ECLI:NL:RBROT:2023:4685

Rechtbank Rotterdam

Datum uitspraak
7 juni 2023
Publicatiedatum
6 juni 2023
Zaaknummer
ROT_23-3417
Instantie
Rechtbank Rotterdam
Type
Uitspraak
Rechtsgebied
Bestuursrecht
Procedures
  • Voorlopige voorziening
Rechters
Vindplaatsen
  • Rechtspraak.nl
AI samenvatting door LexboostAutomatisch gegenereerd

Afwijzing verzoek voorlopige voorziening in bestuursrechtelijke zaak betreffende IOAW-uitkering

In deze zaak heeft de voorzieningenrechter van de Rechtbank Rotterdam op 7 juni 2023 uitspraak gedaan op een verzoek om een voorlopige voorziening van verzoeker, die eerder een afwijzing van zijn aanvraag om een IOAW-uitkering had ontvangen.
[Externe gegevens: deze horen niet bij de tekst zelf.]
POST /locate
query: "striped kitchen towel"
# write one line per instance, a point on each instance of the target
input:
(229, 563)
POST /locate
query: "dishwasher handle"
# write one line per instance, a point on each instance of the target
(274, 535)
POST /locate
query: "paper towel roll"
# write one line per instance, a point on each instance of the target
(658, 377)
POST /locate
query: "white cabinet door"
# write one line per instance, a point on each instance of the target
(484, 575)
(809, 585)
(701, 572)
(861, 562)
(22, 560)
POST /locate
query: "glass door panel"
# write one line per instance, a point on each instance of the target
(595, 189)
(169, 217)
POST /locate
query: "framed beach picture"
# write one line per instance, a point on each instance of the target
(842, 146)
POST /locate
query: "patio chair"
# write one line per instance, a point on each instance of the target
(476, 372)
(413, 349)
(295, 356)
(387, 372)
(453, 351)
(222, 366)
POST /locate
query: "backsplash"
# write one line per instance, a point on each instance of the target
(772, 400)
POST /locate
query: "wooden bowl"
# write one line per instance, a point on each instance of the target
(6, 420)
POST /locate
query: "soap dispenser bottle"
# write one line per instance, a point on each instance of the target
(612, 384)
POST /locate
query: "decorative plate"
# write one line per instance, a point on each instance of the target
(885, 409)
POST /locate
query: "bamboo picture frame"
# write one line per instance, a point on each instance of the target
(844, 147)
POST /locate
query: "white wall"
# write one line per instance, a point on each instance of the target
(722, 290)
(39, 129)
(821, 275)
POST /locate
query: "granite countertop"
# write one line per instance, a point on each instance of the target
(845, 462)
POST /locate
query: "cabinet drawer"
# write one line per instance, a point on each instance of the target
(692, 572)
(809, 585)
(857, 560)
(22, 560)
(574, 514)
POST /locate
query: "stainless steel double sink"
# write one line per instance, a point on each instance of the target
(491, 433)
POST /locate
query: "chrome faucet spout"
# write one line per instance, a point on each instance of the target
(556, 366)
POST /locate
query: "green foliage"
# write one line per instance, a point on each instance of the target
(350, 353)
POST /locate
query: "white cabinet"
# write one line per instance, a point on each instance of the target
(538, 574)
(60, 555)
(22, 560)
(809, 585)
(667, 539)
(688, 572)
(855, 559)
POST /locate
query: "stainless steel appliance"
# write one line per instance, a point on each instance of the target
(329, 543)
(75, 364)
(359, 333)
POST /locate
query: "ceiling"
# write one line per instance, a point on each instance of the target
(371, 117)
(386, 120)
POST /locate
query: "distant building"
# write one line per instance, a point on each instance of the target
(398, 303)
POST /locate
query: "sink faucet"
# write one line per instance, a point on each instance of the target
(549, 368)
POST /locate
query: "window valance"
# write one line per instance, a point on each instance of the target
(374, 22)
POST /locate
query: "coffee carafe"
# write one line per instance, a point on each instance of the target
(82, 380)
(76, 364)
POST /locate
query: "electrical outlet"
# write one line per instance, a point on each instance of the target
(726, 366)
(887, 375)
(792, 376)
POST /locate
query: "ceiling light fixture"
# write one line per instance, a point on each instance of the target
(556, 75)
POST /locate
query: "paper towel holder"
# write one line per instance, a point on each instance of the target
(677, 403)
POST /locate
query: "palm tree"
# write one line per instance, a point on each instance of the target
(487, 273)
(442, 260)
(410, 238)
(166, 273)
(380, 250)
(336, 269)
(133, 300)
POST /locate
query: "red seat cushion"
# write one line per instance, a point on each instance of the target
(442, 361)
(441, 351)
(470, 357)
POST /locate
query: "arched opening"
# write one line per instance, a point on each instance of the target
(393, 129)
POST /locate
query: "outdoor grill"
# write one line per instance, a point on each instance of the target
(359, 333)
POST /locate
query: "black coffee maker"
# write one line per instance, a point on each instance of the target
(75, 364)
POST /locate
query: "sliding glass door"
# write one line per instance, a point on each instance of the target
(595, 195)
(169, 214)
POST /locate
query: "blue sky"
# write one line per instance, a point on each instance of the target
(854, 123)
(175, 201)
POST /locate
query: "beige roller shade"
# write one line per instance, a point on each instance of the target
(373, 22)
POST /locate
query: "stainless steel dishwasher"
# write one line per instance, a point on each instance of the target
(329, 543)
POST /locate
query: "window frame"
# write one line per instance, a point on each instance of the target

Verzoeker had eerder een verzoek om voorlopige voorziening ingediend, dat was afgewezen. De voorzieningenrechter constateert dat de argumenten die verzoeker nu aanvoert geen belangrijke wijziging van de relevante feiten en omstandigheden bevatten ten opzichte van de eerdere procedure. De voorzieningenrechter wijst het verzoek af, omdat het standpunt van verweerder ongewijzigd is gebleven en er geen nieuwe relevante informatie is gepresenteerd die een heroverweging rechtvaardigt. De voorzieningenrechter benadrukt dat de beslissing op een verzoek om voorlopige voorziening in beginsel geldt totdat op het bezwaar is beslist en dat er geen aanleiding is om het eerdere oordeel opnieuw te bezien. De voorzieningenrechter concludeert dat verzoeker geen recht heeft op de IOAW-uitkering en dat zijn verzoek om voorlopige voorziening kennelijk ongegrond is. De uitspraak is openbaar gemaakt en een afschrift is verzonden aan de betrokken partijen.

Uitspraak

RECHTBANK ROTTERDAM
Bestuursrecht
zaaknummer: ROT 23/3417

uitspraak van de voorzieningenrechter van 7 juni 2023 in de zaak tussen

[naam verzoeker] , uit Rotterdam, verzoeker

(gemachtigde: mr. M.J.G. Schroeder),
en

het college van burgemeester en wethouders van Rotterdam, verweerder

(gemachtigde: mr. A. Hielkema).

Inleiding

1.1.
Bij besluit van 1 november 2022 (primair besluit 1) heeft verweerder de aanvraag van verzoeker om een uitkering op grond van de Wet inkomensvoorziening oudere en gedeeltelijk arbeidsongeschikte werkloze werknemers (IOAW) afgewezen.
1.2.
Bij afzonderlijk besluit van 1 november 2022 (primair besluit 2) heeft verweerder een aan verzoeker verleend voorschot van € 991,64 teruggevorderd.
1.3.
Met het bestreden besluit van 27 maart 2023 heeft verweerder het bezwaar van verzoeker tegen de primaire besluiten ongegrond verklaard.
1.4.
Verzoeker heeft tegen het bestreden besluit beroep ingesteld. Dit beroep is geregistreerd onder zaaknummer ROT 23/2514.
1.5.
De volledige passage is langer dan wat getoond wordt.